As explained in the previous post, Structural Semantics is the branch of Linguistics which studies the meaning of functional expressions, such as logical connectors, quantifiers, referring terms, and auxiliary verbs, as well as how these meanings combine according to the syntactic structure of a sentence to obtain the structural meaning of the text. That’s the literal meaning of the text, abstracted from specific concepts of non-functional terms. It does not include lexical semantics, pragmatics, or world knowledge.
So why is knowledge of Structural Semantics essential for NLU applications? That’s because these applications require the computer to have the ability to calculate the exact truth conditions of a text, namely the conditions that must be satisfied in the world for the text to be true about the world. This can only be achieved if the computer precisely understands the meaning of functional terms, and how they determine the logical combinations of meaning parts of the sentence. We’ll demonstrate here a few cases. This post is an adaptation of sections 1.1 and 1.2 of my dissertation.
Exact NLU Applications
In some NLU tasks, complete accuracy is all-important. They require exact calculation of NL meanings and consequences, because results that are “almost correct” (“only slightly wrong”) are not good enough. Many of these tasks have exactly one correct answer that everyone agrees on. The NL input texts were originally written with a back-end unambiguous formalization in mind, which is intended to be fed into a rigorously-defined mathematical procedure for solving some type of problem.

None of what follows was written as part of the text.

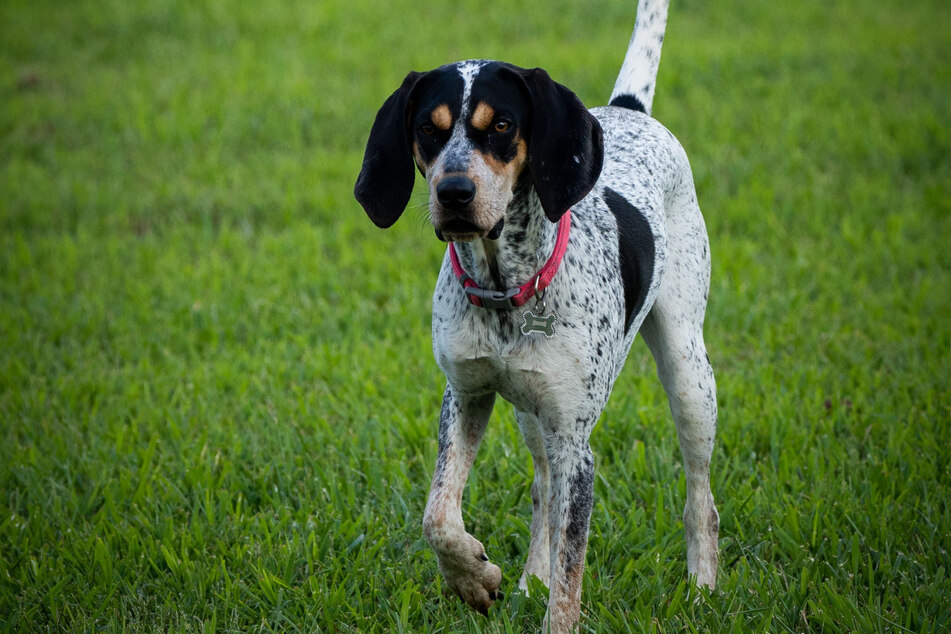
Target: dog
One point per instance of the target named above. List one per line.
(569, 231)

Thus, although in the general case of NLU, there may be no guarantee that the NL input can be precisely formalized or that the task has a precise result that all humans could agree upon, these things are in fact guaranteed by definition in the context of exact NLU tasks.

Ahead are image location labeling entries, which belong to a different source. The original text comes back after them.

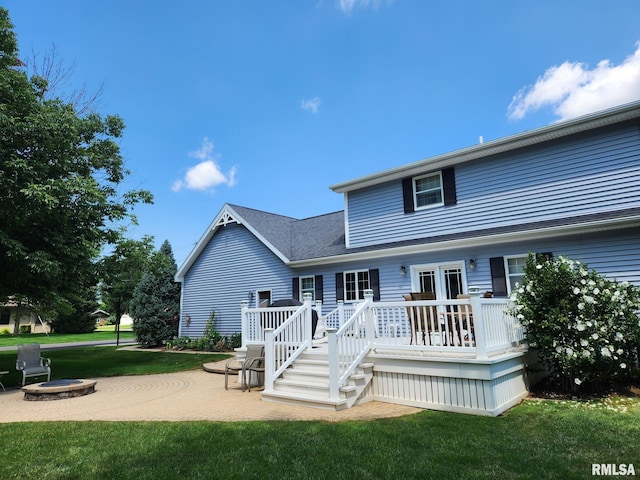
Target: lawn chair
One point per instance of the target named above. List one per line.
(31, 363)
(253, 361)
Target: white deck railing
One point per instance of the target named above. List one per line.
(475, 326)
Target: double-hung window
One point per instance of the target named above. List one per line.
(307, 285)
(355, 283)
(428, 190)
(514, 269)
(432, 189)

I will now give a few examples of such exact NLU applications: Word problems, such as logic puzzles, math questions, and science problems, as well as NL interfaces to databases and knowledge bases. More broadly, knowledge of structural semantics is useful also for related applications, such as understanding technical manuals, regulation and legal texts, question answering, automatic knowledge acquisition from texts, and more.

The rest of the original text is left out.